Modeling and simulation of the non-equilibrium process for a continuous solid solution system in lithium-ion batteries

Abstract

The capacity loss and cycling aging of lithium-ion batteries at high (dis)charging rate (C-rate) hinders the development of emerging technologies. To improve the performance of Li-ion batteries, it is important to understand the coupling effect of the mechanical behaviors and the electrochemical response of electrodes, as the capacity loss and cycling aging are related to the mechanics of electrodes during (dis)charging. Many studies have formulated the distribution of stress, strain and lithium-ion fraction of electrodes during lithiation/delithiation. However, few of them reported a self-consistent formulation that contains mechanical-diffusional-electrochemical coupling effects, solid viscosity, and diffusion-induced creep for an electrode with large deformation under non-equilibrium process. This paper considers the electrode of a Li-ion battery as a solid solution system. Based on continuum mechanics, non-equilibrium thermodynamics and variational theory, we develop a generalized theory to describe the variations of stress distribution, electrode material deformation and lithium-ion fractions of the solid solution system over a non-equilibrium process. The finite deformation, mass transfer, phase transformation, chemical reaction and electrical potential of the system are coupled with each other in a fully self-consistent formulation. We apply the developed theory to numerically simulate a Sn anode particle using the finite difference method. Our results compare the influences of different C-rates on the non-equilibrium process of the anode particle.
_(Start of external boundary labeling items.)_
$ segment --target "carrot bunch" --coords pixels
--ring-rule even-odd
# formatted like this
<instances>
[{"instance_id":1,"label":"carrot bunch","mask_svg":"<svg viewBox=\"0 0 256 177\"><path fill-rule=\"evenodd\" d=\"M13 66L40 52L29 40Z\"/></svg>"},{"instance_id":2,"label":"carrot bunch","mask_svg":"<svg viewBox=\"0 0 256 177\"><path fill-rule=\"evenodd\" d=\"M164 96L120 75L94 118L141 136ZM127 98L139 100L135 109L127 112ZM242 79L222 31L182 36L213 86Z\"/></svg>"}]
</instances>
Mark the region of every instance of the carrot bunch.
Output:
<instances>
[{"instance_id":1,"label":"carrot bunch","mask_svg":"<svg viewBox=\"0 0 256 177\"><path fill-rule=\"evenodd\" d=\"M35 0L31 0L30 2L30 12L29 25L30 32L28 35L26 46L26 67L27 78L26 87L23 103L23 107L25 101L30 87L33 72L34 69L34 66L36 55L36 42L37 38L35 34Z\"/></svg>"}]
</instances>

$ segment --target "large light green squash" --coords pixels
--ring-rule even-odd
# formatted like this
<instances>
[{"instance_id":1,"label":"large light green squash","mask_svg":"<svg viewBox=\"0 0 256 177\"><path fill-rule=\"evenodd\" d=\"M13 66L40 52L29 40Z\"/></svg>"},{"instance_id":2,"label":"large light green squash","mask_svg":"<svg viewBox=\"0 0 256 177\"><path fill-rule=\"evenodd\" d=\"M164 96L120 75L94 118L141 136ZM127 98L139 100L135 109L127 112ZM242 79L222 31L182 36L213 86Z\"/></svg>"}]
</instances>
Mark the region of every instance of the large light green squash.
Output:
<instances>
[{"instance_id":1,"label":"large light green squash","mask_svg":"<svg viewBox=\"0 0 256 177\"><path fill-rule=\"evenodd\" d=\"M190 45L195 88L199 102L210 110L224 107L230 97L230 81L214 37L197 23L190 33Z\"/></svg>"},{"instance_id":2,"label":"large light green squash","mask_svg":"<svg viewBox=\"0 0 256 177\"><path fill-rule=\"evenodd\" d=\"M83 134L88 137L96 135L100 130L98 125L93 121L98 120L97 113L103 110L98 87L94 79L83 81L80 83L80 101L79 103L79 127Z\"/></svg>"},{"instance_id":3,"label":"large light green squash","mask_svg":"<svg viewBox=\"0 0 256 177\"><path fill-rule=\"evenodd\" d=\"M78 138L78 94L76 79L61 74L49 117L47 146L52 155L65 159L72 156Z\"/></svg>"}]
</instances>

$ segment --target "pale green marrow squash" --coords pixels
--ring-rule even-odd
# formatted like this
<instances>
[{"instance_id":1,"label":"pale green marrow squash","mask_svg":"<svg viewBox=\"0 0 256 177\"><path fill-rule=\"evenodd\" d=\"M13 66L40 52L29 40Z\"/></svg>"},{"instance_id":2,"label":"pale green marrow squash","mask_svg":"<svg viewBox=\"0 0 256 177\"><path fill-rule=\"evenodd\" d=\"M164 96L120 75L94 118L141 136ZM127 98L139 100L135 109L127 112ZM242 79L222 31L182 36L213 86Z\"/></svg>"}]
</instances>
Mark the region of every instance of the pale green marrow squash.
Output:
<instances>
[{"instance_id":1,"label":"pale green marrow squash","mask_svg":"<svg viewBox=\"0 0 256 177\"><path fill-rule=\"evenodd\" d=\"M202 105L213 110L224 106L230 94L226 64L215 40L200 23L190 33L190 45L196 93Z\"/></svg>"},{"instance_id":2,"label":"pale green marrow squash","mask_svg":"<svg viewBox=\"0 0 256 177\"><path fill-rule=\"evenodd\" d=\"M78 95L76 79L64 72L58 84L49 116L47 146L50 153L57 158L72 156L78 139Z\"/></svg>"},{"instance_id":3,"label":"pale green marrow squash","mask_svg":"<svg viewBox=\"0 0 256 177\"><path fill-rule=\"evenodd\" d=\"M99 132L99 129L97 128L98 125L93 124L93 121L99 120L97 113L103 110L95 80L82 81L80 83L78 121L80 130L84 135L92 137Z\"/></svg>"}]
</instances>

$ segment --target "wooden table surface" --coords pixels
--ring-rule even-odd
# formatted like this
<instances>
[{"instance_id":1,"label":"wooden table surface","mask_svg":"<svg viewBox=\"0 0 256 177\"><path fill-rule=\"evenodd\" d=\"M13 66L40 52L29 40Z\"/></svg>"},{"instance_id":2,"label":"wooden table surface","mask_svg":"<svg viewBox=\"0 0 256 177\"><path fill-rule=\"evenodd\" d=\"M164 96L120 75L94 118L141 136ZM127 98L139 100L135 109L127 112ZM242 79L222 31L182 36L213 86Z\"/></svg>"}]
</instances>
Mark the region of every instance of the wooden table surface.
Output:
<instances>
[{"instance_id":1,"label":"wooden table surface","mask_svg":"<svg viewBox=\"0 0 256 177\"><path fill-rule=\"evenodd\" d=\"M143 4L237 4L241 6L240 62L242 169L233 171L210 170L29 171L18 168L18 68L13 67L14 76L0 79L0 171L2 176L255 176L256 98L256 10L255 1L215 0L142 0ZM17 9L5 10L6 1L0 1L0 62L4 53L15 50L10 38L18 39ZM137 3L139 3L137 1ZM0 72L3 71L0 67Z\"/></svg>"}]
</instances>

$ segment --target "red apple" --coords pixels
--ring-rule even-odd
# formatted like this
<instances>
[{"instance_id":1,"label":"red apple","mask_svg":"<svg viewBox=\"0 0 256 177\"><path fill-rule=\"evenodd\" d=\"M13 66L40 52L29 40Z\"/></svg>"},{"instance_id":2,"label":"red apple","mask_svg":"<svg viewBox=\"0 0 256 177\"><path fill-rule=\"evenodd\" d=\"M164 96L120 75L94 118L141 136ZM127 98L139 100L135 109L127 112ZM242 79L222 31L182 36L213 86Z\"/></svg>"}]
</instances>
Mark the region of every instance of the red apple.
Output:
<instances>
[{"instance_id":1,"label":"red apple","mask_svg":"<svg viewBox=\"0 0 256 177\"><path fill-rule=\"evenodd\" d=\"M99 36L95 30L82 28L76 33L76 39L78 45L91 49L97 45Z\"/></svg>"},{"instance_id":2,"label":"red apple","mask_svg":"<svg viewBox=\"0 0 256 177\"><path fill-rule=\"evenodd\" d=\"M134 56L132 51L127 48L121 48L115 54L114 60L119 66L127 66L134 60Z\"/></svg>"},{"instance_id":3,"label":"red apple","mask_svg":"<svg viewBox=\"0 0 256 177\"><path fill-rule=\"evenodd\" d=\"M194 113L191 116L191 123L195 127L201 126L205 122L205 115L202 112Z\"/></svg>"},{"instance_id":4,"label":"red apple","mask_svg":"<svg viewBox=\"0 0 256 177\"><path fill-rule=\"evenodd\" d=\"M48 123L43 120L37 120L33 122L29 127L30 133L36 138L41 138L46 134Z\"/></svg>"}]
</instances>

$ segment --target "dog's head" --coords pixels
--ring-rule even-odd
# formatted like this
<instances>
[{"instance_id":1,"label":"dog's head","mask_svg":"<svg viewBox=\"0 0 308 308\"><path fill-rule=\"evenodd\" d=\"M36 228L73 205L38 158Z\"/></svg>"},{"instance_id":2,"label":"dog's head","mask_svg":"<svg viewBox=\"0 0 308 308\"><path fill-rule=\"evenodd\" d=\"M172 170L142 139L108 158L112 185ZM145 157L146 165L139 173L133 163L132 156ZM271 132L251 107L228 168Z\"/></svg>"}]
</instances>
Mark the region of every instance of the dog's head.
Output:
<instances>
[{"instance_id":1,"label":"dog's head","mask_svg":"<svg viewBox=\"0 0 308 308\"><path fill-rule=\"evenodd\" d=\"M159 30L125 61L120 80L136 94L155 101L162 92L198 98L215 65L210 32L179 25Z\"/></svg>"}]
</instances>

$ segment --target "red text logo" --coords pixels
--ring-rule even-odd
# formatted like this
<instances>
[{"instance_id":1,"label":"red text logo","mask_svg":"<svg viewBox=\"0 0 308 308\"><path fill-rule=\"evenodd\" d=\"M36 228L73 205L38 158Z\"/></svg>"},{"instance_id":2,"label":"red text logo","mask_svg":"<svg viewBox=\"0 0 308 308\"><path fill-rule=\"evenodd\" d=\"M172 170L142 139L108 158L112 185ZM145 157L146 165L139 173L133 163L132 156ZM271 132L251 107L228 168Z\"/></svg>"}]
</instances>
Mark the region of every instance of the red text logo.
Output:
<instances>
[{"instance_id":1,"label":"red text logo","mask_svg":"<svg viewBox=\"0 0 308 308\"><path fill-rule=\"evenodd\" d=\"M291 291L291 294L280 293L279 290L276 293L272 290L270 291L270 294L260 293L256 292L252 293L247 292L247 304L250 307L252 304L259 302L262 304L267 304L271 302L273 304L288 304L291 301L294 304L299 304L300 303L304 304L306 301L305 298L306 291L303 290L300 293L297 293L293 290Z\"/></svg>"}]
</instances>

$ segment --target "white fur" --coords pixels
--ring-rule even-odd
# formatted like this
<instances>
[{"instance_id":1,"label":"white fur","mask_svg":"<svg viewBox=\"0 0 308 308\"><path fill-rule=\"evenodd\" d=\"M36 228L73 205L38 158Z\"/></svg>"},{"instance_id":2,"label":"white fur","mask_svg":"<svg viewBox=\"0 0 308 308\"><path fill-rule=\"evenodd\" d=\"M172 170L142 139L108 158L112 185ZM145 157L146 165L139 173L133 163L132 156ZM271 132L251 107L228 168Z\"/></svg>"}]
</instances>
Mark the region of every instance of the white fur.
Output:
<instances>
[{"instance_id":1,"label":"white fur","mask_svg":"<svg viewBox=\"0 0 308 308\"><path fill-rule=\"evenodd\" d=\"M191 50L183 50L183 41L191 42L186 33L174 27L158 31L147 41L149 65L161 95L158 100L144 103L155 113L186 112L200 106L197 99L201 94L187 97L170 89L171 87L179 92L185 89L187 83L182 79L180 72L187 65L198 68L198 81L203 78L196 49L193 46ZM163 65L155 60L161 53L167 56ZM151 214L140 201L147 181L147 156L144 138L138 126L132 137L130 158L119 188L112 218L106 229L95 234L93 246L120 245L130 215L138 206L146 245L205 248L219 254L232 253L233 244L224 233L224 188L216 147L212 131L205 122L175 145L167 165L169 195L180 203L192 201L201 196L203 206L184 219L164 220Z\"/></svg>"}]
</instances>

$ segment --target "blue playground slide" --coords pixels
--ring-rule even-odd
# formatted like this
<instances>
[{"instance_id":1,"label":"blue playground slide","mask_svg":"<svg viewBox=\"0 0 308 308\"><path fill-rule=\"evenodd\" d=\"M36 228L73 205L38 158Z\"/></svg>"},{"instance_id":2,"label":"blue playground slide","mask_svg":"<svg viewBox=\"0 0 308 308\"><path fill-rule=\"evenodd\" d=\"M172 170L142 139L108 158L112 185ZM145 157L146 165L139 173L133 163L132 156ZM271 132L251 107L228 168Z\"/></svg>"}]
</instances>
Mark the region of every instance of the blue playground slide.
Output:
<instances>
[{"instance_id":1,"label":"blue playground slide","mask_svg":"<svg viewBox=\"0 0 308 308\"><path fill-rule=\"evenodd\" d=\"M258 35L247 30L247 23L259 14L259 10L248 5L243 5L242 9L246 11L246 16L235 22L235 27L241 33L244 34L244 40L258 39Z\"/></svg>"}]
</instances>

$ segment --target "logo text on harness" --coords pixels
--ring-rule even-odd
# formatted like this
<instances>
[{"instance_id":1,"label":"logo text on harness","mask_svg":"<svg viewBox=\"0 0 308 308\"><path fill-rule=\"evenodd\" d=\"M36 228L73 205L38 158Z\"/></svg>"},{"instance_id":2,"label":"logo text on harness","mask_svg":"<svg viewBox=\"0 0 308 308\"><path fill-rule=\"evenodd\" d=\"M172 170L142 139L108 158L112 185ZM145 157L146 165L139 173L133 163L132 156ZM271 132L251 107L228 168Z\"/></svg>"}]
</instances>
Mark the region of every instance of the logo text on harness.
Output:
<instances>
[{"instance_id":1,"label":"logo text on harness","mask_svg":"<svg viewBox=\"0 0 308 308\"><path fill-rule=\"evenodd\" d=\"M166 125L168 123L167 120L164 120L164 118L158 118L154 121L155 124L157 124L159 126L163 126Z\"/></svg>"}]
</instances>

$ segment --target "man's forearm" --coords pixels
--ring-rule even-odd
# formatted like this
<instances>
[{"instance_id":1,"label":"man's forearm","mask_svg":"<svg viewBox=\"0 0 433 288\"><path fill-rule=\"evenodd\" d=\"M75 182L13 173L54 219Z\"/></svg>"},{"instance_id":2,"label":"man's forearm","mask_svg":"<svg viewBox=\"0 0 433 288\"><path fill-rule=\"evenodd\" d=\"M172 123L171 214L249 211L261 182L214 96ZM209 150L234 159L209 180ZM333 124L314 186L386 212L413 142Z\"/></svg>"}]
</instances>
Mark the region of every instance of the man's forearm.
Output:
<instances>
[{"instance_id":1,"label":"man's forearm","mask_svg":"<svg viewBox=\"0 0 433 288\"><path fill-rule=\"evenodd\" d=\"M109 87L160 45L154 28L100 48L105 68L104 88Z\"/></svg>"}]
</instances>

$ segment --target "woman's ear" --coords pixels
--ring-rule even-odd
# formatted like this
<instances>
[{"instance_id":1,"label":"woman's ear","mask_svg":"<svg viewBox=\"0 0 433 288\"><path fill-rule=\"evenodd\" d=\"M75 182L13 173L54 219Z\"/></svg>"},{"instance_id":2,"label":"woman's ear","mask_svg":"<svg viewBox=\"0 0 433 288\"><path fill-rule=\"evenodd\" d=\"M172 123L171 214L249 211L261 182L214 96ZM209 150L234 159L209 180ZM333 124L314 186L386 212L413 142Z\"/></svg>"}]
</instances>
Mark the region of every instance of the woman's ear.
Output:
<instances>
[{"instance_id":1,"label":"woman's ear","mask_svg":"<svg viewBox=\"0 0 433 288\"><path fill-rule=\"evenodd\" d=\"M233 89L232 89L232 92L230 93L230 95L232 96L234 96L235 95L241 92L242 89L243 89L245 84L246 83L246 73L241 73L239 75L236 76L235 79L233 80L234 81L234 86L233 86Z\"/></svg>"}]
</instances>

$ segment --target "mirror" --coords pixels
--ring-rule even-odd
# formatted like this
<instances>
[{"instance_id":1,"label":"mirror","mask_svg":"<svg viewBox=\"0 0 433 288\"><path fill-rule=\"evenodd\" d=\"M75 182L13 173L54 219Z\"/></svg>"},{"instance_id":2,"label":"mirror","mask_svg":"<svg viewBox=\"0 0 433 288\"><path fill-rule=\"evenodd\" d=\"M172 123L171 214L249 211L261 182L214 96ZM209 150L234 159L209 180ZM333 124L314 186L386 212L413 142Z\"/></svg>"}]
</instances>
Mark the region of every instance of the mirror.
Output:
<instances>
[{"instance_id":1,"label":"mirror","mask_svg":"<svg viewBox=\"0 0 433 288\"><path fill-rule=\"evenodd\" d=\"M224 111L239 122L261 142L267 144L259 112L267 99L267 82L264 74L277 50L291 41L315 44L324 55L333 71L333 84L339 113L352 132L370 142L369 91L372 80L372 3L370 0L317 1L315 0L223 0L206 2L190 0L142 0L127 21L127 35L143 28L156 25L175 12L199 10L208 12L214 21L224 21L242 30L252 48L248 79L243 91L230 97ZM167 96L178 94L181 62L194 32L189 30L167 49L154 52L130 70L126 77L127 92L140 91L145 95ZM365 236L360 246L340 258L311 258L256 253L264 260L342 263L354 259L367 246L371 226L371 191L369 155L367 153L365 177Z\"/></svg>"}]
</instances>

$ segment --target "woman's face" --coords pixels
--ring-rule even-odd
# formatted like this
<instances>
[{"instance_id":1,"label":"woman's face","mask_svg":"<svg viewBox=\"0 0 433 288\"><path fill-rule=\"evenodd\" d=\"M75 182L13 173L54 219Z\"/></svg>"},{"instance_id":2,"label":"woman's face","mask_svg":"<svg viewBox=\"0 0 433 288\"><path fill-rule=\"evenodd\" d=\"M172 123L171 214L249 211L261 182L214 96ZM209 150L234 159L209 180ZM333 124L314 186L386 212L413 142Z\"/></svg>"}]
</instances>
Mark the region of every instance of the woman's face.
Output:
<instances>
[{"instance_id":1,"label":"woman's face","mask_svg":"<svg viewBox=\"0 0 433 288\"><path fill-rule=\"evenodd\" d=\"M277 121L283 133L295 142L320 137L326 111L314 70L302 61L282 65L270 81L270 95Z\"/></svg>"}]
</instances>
Higher C-rate corresponds to stronger dissipation effects including faster plastic deformation, larger viscous stress, more polarization in the electrical potential, longer relaxation time and less electrical energy. With the formulation and simulation of the non-equilibrium process, this study refines our understanding of the mechanical-diffusional-electrochemical coupling effect in Li-ion batteries with high C-rate.